The employment tribunal (ET) found that although Ms Donelien was not disabled in July 2009 when the occupational health report was issued, she was disabled by August 2009. Although Liberata did not have actual knowledge of her disability, the question was whether they ought to have known of her disability.

The tribunal dismissed Ms Donelien’s claim in relation to reasonable adjustments along with her other claims. The tribunal found that it was reasonable of Liberata to rely on the report provided by the occupational health team and they therefore were not ought to have reasonably known of her disability. Liberata had also done all that they could have done to discover any disability.

Ms Donelien appealed to the Employment Appeal Tribunal (EAT) who upheld the tribunal’s decision on the basis that Liberata had done all that they could to discover a disability.

Ms Donelien then appealed to the Court of Appeal. TheCourt of Appeal dismissed the appeal. The test was whether the employer could reasonably be expected to know whether the employee was disabled at the time, and not whether it could have done more.

Ms Donelien was disabled in the final two months of her employment and Liberata stated that they did not know and could not reasonably be expected to have known, this was accepted by the tribunal.

The issue for the tribunal was whether the employer could reasonably have been expected to know of the disability.
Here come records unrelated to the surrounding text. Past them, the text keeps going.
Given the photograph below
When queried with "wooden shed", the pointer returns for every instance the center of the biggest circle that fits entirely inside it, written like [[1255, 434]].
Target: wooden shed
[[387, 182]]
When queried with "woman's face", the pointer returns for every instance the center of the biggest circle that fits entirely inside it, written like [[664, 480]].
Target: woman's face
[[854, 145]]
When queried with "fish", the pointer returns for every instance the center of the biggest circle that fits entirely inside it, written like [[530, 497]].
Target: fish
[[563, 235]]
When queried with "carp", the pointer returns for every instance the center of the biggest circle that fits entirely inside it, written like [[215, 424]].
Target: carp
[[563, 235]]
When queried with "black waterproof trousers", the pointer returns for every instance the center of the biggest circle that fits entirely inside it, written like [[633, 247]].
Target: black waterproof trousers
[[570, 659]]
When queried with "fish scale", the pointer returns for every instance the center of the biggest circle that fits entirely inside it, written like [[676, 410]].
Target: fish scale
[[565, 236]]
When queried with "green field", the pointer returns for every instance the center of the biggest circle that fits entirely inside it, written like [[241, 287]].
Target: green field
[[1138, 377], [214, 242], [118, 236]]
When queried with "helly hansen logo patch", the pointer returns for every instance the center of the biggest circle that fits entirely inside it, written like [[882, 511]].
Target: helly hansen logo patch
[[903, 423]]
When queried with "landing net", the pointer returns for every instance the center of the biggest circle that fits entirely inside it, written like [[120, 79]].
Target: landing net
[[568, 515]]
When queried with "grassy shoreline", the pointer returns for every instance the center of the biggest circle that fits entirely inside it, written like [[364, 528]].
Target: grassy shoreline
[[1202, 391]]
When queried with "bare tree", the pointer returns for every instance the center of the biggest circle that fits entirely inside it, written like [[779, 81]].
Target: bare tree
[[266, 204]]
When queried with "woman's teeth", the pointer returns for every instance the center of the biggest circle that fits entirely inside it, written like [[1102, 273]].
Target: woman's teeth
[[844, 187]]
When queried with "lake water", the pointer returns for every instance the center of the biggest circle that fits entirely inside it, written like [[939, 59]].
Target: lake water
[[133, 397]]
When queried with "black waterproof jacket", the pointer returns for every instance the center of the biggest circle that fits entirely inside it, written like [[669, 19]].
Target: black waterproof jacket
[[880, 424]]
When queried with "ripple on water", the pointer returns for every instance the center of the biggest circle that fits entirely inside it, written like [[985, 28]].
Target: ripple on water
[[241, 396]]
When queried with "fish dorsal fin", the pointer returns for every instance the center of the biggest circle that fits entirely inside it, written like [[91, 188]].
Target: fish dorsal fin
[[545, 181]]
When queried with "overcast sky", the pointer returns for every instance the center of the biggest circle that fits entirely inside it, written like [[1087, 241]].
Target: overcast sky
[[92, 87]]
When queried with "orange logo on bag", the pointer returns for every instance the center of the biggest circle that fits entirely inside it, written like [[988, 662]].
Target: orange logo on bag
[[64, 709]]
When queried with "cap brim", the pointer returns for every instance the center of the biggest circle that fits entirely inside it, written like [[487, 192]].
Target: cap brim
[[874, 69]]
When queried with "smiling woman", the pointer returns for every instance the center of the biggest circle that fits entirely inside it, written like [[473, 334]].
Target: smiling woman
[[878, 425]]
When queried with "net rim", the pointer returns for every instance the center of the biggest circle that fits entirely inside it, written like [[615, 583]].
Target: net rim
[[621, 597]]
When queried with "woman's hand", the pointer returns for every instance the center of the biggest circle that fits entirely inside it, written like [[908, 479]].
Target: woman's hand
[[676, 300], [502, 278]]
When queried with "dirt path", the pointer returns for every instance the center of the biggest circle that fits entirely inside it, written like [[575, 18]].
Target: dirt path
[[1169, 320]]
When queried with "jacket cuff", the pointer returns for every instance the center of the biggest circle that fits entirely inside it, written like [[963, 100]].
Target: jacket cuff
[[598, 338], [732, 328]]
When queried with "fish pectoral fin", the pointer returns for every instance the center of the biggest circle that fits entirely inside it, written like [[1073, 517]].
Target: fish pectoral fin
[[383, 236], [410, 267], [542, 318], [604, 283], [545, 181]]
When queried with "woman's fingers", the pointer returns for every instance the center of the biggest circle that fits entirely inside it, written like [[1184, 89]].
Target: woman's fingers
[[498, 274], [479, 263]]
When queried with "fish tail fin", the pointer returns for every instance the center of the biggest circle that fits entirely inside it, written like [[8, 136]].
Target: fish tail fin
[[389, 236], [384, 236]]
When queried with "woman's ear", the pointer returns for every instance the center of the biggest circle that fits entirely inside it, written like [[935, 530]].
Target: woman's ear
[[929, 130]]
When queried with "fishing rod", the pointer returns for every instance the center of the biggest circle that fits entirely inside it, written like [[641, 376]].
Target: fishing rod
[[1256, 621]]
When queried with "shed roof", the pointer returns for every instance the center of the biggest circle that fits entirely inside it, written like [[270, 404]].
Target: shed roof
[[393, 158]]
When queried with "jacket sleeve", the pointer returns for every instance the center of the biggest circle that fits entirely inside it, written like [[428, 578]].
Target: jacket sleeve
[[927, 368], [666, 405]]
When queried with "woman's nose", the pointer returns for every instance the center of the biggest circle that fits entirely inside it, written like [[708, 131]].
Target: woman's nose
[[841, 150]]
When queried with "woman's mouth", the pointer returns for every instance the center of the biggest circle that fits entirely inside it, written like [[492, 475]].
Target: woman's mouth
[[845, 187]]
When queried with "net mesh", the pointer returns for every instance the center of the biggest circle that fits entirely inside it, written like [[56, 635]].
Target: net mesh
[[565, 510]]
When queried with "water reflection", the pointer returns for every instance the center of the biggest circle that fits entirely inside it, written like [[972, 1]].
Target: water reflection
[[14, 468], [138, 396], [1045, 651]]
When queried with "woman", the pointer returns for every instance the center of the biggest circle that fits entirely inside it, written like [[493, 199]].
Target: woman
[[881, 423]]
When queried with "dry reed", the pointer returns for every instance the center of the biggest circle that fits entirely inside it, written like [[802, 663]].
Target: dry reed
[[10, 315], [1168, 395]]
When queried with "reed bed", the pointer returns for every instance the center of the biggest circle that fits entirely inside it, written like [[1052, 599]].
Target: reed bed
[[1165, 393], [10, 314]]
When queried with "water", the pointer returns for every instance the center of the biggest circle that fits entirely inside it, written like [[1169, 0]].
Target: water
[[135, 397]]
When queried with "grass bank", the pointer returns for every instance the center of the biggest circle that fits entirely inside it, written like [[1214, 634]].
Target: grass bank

Liberata had not solely relied on the occupational health reports, they had also conducted return to work meetings and looked at Ms Donelien’s own GP letters.

Employer consideration

This is a welcome judgement for employers as they can rely on occupational health advisers for obtaining clarification on the issue of disability. If however, the report does not address all the issues and concerns raised then the employer should seek further clarification.

In a previous case of Gallop the employer had relied solely on occupational health opinion and it was decided that an employer must come to their own conclusion on whether an employee is disabled. The employer therefore needs to ensure it does follow up any further issues if there are any and obtain a second opinion where necessary.

This decision also shows that an employer need only rely on what they could have reasonably have been expected to know rather than to take every possible step that it can to get confirmation.